Prendre un temple pour église

Malentendu
Les protestants parlent de leur lieu de culte comme d’un «temple». Au point qu’un guide, montrant Lausanne à des visiteurs, n’hésitera pas à expliquer que «l’église Saint-François est un temple protestant»…

Comme d’ailleurs la cathédrale Saint-Pierre, à Genève. Pourquoi ne pas recourir simplement au terme d’«église»?

L’usage remonte à Calvin. La Bible ne qualifiant aucun édifice d’«église», le réformateur avait fait le choix du mot «temple». A sa suite, les réformés, grands lecteurs de l’Ancien Testament, mettent en avant le lien avec le temple de Jérusalem, référence fondatrice antérieure à la messe catholique, dont ils tiennent à se démarquer.

Sacrifice ou communion?

Pourtant, traditionnellement, le temple est le lieu du sacrifice. Symbolique que la Réforme a précisément choisi d’abolir dans la célébration de la sainte cène. Au profit de l’image de la communion: en protestantisme, on ne parle plus d’autel, mais de «table de communion».

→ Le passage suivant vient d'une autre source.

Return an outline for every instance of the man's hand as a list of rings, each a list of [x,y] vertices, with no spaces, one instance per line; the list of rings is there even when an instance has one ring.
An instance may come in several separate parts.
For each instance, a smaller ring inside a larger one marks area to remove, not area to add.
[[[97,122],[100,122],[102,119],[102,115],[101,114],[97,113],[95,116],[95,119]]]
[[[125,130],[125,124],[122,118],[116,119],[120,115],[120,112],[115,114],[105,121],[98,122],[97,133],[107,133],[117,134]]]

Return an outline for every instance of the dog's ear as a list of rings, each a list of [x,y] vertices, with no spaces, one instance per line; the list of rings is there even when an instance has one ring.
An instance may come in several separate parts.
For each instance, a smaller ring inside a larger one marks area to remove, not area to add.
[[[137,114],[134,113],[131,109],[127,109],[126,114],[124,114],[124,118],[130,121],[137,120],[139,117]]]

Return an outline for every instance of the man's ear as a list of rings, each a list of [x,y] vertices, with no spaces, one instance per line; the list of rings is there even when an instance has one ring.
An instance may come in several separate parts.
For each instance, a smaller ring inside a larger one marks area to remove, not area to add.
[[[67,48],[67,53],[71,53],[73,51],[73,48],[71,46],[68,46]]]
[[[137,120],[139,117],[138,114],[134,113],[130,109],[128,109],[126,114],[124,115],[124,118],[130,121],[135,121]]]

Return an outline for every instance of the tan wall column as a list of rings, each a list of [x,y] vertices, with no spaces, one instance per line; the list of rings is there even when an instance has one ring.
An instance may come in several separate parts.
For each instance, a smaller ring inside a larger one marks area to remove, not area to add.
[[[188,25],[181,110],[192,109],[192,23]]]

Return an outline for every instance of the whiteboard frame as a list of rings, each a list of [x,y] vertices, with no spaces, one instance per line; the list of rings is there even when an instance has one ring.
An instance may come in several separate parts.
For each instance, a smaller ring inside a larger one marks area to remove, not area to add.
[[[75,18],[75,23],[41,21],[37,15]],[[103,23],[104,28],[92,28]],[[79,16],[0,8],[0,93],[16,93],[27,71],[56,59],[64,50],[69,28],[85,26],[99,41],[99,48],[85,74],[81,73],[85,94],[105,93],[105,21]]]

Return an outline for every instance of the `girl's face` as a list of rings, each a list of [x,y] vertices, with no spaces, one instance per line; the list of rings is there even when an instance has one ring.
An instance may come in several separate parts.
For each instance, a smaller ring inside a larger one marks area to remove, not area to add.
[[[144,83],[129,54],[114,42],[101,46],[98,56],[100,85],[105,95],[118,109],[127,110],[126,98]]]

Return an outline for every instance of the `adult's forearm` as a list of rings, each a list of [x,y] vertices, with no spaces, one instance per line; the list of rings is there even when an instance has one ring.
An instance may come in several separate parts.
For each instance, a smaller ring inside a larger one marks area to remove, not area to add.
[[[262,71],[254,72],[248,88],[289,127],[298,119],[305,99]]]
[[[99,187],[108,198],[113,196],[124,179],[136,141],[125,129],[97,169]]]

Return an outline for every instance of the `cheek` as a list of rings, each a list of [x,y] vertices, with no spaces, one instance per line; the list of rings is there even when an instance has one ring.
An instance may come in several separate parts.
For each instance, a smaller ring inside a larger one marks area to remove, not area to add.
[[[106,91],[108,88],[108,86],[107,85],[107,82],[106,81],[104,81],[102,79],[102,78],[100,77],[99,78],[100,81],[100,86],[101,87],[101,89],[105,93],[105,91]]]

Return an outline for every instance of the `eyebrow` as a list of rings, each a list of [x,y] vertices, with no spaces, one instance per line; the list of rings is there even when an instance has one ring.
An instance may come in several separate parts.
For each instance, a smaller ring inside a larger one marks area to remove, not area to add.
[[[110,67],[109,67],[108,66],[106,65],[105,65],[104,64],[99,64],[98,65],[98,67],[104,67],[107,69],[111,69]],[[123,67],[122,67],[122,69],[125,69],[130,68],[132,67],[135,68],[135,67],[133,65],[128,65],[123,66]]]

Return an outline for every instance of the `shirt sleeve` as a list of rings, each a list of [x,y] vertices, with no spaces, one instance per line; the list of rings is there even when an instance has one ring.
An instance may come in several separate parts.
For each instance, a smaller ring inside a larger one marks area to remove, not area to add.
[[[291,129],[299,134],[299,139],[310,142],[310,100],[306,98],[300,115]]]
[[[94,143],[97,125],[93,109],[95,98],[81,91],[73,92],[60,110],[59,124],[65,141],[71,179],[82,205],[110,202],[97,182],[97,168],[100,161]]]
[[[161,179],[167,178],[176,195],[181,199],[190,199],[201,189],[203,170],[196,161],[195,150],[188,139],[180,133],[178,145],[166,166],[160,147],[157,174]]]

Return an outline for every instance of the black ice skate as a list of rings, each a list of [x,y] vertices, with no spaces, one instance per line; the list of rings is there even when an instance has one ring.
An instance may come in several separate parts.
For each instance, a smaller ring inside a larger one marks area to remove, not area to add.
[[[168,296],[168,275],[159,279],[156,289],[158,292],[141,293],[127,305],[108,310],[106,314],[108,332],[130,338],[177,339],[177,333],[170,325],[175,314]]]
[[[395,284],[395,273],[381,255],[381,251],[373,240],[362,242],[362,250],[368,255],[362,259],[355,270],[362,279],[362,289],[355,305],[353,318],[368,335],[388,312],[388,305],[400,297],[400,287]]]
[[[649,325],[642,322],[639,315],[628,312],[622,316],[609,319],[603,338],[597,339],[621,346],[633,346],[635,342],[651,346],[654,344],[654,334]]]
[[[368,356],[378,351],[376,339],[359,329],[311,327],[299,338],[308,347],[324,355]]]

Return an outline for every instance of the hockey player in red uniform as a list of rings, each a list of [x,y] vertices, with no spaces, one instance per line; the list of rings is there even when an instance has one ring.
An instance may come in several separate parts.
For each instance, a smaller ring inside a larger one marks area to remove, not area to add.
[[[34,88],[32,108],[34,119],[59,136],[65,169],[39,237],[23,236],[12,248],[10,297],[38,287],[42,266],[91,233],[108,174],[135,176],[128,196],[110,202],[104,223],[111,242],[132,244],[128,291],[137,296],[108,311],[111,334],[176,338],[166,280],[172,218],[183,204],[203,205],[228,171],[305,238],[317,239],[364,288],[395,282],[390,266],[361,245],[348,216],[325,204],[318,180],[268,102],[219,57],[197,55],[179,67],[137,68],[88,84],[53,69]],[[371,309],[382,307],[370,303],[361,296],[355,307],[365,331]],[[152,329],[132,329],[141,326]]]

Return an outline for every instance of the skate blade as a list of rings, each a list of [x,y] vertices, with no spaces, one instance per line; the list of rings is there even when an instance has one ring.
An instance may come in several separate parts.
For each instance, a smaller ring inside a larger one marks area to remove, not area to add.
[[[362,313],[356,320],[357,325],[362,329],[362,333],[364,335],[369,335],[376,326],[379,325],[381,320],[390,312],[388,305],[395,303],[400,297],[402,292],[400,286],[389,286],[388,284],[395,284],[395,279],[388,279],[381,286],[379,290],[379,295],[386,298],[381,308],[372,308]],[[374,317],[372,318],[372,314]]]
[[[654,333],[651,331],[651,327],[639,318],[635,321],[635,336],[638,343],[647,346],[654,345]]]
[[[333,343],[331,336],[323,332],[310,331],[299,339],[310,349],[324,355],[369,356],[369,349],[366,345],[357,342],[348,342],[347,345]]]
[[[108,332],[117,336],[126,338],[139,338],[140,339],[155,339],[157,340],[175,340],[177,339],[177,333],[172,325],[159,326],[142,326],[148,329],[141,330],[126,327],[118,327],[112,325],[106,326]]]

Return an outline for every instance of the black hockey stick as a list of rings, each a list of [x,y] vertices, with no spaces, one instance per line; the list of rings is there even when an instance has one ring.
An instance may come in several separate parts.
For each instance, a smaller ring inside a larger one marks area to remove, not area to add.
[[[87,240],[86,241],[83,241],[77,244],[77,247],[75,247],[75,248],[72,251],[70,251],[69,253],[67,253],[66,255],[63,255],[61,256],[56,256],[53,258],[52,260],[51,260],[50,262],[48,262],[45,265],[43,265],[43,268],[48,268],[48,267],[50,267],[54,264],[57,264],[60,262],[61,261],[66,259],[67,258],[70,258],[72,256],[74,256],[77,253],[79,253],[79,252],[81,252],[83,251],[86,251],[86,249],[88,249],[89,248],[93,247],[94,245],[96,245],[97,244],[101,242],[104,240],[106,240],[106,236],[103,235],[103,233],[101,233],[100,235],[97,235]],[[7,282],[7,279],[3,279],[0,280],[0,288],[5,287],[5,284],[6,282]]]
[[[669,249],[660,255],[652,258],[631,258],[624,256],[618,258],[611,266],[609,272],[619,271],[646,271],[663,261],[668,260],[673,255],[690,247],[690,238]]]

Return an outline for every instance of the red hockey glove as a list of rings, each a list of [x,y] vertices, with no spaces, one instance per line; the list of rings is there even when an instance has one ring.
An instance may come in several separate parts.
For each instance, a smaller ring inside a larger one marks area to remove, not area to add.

Or n’est-ce pas justement à cette réalité communionnelle que renvoie l’«église»? Le vocable découle du grec ekklesia, qui signifie assemblée, rassemblement ou communauté. Et, souligne le pasteur strasbourgeois Philippe Eber, «ce qui fait l’église, c’est l’assemblée, réunie autour de la Parole et des sacrements. Ce qui donne l’identité à un bâtiment, c’est sa fonction».

La fonction du temple? Au sens de l’histoire des religions, c’est un bâtiment sacré où se tient la divinité, où on vient la rencontrer. Mais en protestantisme, «Dieu ne réside pas dans un lieu particulier, dans un espace sacré, il est libre», clame le pasteur Christian Baccuet. Parler de «temple» ne serait-il dès lors pas un malentendu? Le ministre parisien n’hésite pas: c’est un «sacré malentendu… un malentendu à propos du sacré».